Cell output: StatementMeta(, 21cb8cd3-7742-4c1f-8339-265e2846df1d, 24, Finished, Available, Finished)

Screenshot of histograms that show the distribution of GPT relevance and similarity scores for the evaluated questions.

As a final step, save the benchmark results to a table in your lakehouse. This step is optional but highly recommended - it makes your findings more useful. When you change something in the RAG (for example, modify the prompt, update the index, or use a different GPT model in the response generator), measure the impact, quantify improvements, and detect regressions.

# create name of experiment that is easy to refer to
friendly_name_of_experiment = "rag_tutorial_experiment_1"

# Note the current date and time  
time_of_experiment = current_timestamp()

# Generate a unique GUID for all rows
experiment_id = str(uuid.uuid4())

# Add two new columns to the Spark DataFrame
updated_df = df.withColumn("execution_time", time_of_experiment) \
                        .withColumn("experiment_id", lit(experiment_id)) \
                        .withColumn("experiment_friendly_name", lit(friendly_name_of_experiment))

# Store the updated DataFrame in the default lakehouse as a table named 'rag_experiment_runs'
table_name = "rag_experiment_run_demo1" 
updated_df.write.format("parquet").mode("append").saveAsTable(table_name)
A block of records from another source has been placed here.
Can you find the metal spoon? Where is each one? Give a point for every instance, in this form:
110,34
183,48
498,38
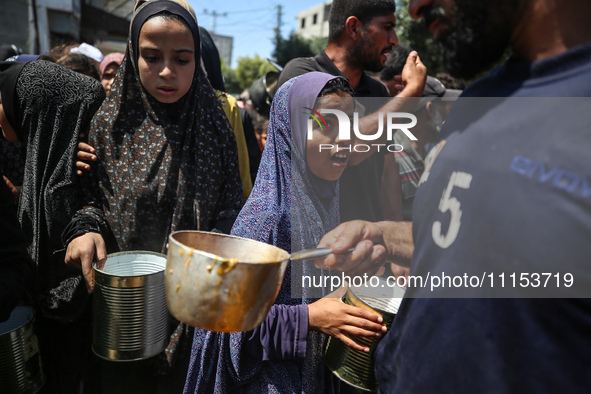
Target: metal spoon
311,254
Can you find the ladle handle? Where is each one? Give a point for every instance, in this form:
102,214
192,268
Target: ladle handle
311,254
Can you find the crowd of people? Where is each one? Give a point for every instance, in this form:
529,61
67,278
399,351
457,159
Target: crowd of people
112,153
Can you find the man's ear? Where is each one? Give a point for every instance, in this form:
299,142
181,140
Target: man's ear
352,26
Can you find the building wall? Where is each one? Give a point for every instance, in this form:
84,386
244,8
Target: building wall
14,23
313,22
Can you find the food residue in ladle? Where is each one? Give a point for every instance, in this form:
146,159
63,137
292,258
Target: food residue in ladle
227,265
190,254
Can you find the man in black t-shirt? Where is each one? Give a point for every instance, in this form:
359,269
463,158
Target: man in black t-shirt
361,34
508,198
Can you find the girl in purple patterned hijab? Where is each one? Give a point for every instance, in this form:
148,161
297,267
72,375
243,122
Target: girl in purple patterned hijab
294,202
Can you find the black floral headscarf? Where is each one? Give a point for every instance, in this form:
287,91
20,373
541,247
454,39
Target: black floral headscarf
162,167
48,107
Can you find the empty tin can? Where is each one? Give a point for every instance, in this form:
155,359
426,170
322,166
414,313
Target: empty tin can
130,316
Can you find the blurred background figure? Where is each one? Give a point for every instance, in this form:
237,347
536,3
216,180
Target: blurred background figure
90,52
402,170
9,50
108,68
260,130
79,63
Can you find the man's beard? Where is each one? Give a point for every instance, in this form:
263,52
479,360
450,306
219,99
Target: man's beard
478,32
364,54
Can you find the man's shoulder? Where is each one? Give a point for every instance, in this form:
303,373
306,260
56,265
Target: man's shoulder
299,66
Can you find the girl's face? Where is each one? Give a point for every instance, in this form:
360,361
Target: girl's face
326,154
166,59
7,129
109,76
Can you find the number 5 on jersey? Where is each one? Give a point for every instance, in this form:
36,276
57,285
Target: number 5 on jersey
451,204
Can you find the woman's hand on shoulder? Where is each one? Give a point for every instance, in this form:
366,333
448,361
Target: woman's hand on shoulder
333,317
85,154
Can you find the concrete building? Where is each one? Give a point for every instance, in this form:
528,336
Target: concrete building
313,22
36,26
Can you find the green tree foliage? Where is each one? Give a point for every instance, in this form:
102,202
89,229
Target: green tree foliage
416,35
231,81
250,69
296,46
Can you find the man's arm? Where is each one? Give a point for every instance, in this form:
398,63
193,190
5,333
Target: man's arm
375,244
412,84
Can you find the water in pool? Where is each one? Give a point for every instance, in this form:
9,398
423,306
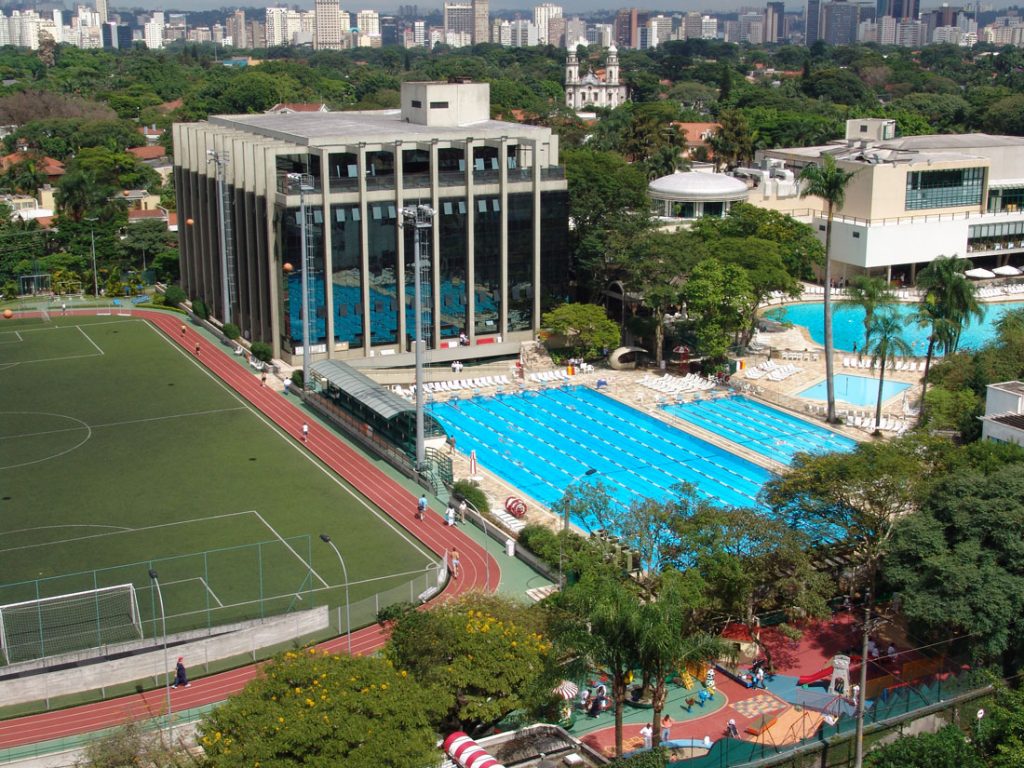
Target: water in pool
848,325
856,390
761,428
541,441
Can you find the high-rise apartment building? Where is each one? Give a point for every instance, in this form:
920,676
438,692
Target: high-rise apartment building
542,14
481,22
328,33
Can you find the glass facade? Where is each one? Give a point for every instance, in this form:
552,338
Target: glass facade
346,283
945,188
290,250
451,229
486,264
520,263
382,244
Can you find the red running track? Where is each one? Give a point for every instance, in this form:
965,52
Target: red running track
380,489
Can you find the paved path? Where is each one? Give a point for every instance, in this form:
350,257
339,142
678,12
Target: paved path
378,487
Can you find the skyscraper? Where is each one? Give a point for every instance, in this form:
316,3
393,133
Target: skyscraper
481,22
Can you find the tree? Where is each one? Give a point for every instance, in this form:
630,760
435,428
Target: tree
869,294
827,181
884,341
855,498
948,303
311,708
752,565
604,612
945,749
718,300
586,328
956,564
481,656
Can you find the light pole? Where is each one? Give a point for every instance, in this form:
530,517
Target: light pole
421,217
348,616
92,238
219,160
167,668
304,182
565,521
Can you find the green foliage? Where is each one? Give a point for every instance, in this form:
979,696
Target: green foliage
174,295
586,328
946,749
957,566
473,495
311,708
261,351
201,309
479,656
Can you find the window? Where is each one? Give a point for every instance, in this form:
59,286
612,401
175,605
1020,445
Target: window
945,188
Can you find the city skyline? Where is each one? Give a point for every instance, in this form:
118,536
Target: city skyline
571,6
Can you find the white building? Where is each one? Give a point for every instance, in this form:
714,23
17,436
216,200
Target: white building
590,91
910,200
542,14
153,31
1004,419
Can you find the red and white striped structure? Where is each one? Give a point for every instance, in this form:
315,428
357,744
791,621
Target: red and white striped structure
467,753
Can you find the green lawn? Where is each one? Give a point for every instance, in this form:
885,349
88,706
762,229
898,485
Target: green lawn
119,453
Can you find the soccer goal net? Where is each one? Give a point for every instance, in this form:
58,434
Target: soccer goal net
49,626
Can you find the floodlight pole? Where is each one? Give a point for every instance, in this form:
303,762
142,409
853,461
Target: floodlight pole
219,160
565,522
304,182
92,238
421,217
167,667
348,616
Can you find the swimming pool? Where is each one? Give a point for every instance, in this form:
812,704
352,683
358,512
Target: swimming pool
857,390
539,441
767,430
848,325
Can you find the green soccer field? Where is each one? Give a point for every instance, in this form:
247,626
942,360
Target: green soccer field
120,454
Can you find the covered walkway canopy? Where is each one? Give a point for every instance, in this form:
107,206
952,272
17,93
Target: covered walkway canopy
383,413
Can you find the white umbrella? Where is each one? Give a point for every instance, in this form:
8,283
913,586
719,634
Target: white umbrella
979,273
566,689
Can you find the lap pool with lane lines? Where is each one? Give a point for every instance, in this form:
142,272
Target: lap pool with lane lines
540,441
761,428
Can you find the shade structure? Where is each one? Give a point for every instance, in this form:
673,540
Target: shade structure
979,273
467,753
566,689
1007,270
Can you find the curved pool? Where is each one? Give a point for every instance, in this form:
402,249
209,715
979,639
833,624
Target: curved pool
848,324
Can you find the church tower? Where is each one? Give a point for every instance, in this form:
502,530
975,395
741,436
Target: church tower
571,69
611,67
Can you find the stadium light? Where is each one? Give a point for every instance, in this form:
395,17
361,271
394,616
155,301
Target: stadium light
348,616
167,669
92,237
303,182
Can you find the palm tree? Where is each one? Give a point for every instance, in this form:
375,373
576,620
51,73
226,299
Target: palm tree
948,304
870,294
827,181
885,341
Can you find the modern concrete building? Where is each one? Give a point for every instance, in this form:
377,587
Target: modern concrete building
910,199
498,241
1004,419
681,198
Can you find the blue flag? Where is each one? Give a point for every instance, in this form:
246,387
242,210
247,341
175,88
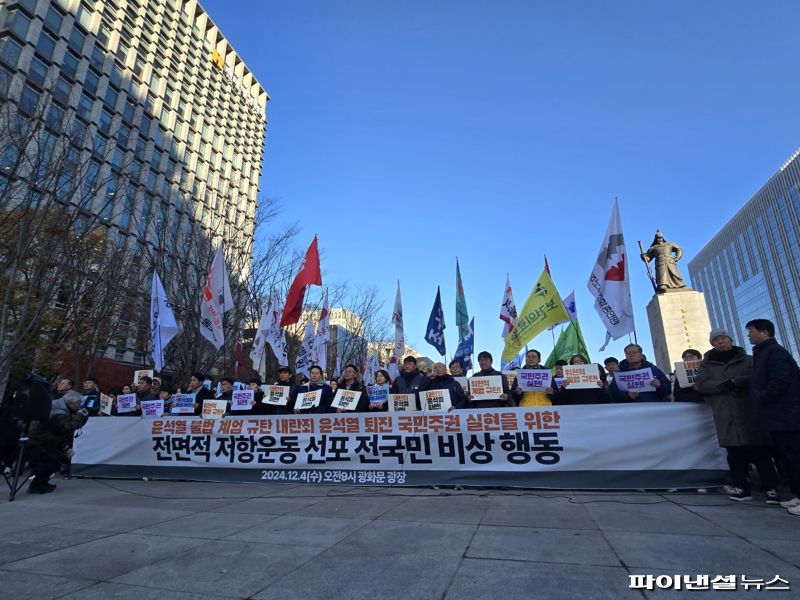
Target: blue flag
435,332
466,347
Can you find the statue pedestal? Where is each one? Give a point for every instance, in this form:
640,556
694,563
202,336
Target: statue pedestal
678,320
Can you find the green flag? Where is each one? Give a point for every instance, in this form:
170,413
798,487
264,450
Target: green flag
542,309
569,342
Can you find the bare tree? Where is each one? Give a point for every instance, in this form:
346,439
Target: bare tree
57,203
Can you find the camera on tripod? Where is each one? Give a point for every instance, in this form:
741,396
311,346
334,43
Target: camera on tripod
31,401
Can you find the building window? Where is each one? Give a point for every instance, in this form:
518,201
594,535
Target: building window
45,46
76,40
9,51
29,100
53,20
37,72
69,65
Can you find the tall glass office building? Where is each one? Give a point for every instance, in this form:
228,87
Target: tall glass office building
170,118
751,268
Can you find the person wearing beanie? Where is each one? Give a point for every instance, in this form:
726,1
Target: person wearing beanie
724,381
687,394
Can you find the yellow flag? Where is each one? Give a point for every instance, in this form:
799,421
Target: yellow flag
542,309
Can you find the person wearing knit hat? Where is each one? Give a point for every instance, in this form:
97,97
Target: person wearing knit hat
718,332
724,380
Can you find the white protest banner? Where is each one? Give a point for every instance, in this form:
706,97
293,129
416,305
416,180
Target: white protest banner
402,403
435,400
126,403
686,372
510,377
635,381
486,388
152,408
378,394
610,446
277,395
308,400
346,399
106,402
183,405
242,400
137,375
582,377
533,380
214,409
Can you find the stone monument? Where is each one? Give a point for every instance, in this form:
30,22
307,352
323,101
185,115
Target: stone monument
677,315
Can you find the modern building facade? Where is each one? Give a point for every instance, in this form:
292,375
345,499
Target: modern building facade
173,121
751,268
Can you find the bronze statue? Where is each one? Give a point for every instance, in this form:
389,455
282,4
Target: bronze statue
666,255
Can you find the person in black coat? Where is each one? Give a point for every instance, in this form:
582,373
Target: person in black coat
351,380
317,382
564,396
91,396
411,380
442,380
258,406
775,387
690,394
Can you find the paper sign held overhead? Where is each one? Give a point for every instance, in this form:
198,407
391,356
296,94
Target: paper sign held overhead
435,400
346,399
402,403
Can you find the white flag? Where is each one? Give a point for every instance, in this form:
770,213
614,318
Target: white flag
399,337
323,334
305,357
215,302
508,310
609,282
275,335
162,322
258,352
572,311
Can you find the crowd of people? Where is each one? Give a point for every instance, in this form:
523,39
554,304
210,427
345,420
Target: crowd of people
755,400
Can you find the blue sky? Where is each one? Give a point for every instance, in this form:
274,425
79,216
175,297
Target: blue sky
406,134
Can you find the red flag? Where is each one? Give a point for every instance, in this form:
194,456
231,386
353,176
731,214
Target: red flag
309,274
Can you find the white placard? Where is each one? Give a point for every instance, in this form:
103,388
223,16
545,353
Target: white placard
308,400
582,377
106,403
635,381
277,395
137,375
183,404
534,380
126,403
510,377
402,403
435,400
214,409
242,400
378,394
152,408
346,399
486,388
686,372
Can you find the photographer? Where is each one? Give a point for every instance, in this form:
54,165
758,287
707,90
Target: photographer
49,441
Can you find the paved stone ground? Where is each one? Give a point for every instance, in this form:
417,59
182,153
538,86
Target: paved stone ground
163,540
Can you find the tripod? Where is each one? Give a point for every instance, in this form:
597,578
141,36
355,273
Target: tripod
13,480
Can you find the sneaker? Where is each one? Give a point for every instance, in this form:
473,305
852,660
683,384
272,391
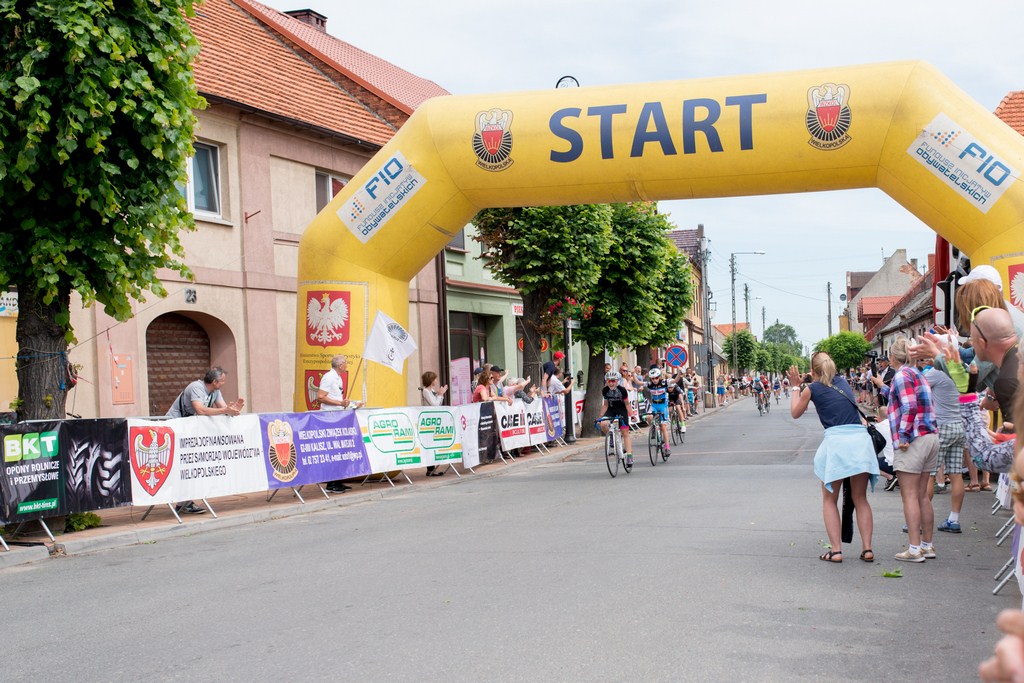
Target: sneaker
190,508
907,556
Cell output: StatementMeta(, 21cb8cd3-7742-4c1f-8339-265e2846df1d, 28, Finished, Available, Finished)

Return to the experiment results anytime to review them, compare with new experiments, and choose the configuration that works best for production.

Summary

Use AI-assisted metrics and top-N retrieval rate to build your retrieval-augmented generation (RAG) solution.